Onun yetişmesine aydın bir insan olan, Diyarbekir Salnamesi'nin hazırlayıcılarından, babası Tevfik Efendi önemli katkı sağlamıştır. Babası, Batı tarzı eğitimi benimsemiş olmakla birlikte oğlunun Doğu kültürünü de tanımasını istemiştir. Bu nedenle Gökalp, Gazzâlî, Fârâbî, İbn-i Rüşd gibi İslâm düşünürlerinin eserlerini de okumuş ve hepsinden etkilenmiştir.

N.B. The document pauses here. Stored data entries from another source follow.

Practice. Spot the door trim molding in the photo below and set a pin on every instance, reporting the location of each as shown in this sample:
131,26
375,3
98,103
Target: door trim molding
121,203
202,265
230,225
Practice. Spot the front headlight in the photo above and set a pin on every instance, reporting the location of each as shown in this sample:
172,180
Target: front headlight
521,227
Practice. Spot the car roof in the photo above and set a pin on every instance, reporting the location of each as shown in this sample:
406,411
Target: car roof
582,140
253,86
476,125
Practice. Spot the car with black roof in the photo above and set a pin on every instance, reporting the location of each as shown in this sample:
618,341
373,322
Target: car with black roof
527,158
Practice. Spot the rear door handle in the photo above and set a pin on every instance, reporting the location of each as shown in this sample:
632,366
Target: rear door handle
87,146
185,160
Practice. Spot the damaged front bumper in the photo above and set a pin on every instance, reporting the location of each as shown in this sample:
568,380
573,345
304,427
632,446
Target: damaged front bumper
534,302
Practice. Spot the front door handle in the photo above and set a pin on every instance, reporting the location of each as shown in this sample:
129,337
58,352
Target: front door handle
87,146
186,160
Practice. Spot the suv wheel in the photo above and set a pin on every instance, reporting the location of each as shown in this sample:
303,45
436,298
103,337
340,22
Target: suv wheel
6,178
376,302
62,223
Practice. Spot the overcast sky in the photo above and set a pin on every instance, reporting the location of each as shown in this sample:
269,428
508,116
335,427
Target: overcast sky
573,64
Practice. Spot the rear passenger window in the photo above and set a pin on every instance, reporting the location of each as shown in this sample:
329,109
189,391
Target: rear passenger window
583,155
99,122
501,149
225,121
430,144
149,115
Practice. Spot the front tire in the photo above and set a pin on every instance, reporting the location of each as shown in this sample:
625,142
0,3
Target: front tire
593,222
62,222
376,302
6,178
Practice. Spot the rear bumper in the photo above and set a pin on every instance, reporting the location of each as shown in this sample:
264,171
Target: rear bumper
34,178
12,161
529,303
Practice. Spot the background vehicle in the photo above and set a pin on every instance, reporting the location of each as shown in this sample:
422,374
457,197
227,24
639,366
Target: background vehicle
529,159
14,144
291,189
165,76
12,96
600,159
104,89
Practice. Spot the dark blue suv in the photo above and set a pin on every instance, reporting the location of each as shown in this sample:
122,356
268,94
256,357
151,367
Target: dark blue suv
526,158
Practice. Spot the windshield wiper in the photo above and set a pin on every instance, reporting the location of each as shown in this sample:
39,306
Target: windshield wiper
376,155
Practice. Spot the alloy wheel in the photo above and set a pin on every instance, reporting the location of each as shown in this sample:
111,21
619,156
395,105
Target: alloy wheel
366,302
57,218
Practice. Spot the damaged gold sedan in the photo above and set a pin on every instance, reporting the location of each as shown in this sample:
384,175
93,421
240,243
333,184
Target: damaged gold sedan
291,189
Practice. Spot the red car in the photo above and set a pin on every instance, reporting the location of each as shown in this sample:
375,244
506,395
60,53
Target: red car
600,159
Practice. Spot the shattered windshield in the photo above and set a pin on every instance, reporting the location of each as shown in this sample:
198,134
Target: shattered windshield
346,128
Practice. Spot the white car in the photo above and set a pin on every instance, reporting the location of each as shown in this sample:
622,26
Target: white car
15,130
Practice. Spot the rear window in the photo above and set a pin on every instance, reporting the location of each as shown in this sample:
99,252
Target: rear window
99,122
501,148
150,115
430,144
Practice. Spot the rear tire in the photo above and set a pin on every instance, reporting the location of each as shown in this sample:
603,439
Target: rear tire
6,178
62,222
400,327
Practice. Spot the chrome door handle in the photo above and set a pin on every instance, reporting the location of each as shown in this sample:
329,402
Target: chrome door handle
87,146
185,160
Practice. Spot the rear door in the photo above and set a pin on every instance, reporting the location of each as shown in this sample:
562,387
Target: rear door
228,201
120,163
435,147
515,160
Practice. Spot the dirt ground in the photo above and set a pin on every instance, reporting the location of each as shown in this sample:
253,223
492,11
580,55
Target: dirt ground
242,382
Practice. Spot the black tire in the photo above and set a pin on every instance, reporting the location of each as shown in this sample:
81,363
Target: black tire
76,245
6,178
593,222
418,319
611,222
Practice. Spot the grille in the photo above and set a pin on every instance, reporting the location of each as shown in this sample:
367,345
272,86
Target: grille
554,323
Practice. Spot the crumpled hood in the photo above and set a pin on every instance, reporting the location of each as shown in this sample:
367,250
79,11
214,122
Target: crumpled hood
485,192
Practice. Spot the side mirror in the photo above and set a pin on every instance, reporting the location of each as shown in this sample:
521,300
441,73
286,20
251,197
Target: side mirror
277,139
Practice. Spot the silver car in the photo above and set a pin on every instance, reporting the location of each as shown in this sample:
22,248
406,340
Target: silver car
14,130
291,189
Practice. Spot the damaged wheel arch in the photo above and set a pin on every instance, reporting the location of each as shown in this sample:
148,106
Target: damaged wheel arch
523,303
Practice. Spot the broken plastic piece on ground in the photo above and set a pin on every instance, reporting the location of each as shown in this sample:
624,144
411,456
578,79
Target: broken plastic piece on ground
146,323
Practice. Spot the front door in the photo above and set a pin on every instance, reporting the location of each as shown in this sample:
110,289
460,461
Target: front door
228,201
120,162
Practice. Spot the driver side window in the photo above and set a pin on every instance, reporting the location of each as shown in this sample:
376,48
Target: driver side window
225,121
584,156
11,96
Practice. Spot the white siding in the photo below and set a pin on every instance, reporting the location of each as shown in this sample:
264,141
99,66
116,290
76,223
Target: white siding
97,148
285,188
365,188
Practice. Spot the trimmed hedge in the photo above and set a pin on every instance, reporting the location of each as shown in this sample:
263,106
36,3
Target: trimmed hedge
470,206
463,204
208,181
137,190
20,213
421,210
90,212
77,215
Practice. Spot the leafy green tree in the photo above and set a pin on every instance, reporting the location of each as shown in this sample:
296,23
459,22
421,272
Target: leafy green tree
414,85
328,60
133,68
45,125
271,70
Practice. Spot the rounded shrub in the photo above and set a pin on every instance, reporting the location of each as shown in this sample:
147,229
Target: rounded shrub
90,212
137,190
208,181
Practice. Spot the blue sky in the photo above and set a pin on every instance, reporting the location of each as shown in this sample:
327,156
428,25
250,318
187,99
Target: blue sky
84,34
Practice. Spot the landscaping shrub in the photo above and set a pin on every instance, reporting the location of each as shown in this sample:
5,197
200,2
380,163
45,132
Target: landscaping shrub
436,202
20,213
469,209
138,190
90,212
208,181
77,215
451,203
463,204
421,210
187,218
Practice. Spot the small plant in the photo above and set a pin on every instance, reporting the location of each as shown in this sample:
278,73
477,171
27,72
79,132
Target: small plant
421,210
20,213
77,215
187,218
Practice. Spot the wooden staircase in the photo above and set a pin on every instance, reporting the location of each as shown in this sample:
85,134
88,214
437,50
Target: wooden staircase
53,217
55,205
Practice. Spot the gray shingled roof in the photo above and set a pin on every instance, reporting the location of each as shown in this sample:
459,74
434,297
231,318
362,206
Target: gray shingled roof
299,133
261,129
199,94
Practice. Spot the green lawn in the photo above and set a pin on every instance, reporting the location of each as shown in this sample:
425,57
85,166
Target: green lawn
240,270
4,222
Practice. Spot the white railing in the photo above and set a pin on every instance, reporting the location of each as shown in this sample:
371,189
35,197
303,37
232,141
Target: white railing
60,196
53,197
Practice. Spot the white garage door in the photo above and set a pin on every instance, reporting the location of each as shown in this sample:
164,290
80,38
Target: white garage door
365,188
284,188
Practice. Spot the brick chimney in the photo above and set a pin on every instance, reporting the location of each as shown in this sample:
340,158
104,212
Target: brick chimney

Gökalp'in düşüncesinde birçok filozoftan çeşitli etkiler olmuşsa da özellikle Émile Durkheim, Immanuel Kant'tan ve faydacı ahlâk felsefesinden etkilenmiştir.
Gökalp'e sürgün!
Ziya Gökalp, hem Türkçü-milliyetçi düşünceleri, hem İttihat ve Terakki Fırkası bünyesindeki siyasi faaliyetleri hem de Türk Ocağı başta olmak üzere çeşitli milliyetçi kuruluşlarda yaptığı çalışmalar nedeniyle, 28 Ocak 1919'da, İstanbul Üniversitesinde müderrisler odasında arkadaşlarıyla bir meseleyi tartıştıkları sırada tutuklandı ve Sirkeci Polis Müdürlüğüne, oradan da Bekirağa Bölüğü'ne götürüldü. Ziya Gökalp'le birlikte bir grup 29 Mayıs 1919 günü Limni'de Mondros Limanı'na indirildi. Gökalp ve arkadaşları burada üç aya yakın kaldı. Sonra onlar da diğer arkadaşlarının yanına, Malta'ya götürüldüler. Gökalp, Malta'ya nakillerini 18 Eylül 1919 tarihli mektubuyla haber veriyordu.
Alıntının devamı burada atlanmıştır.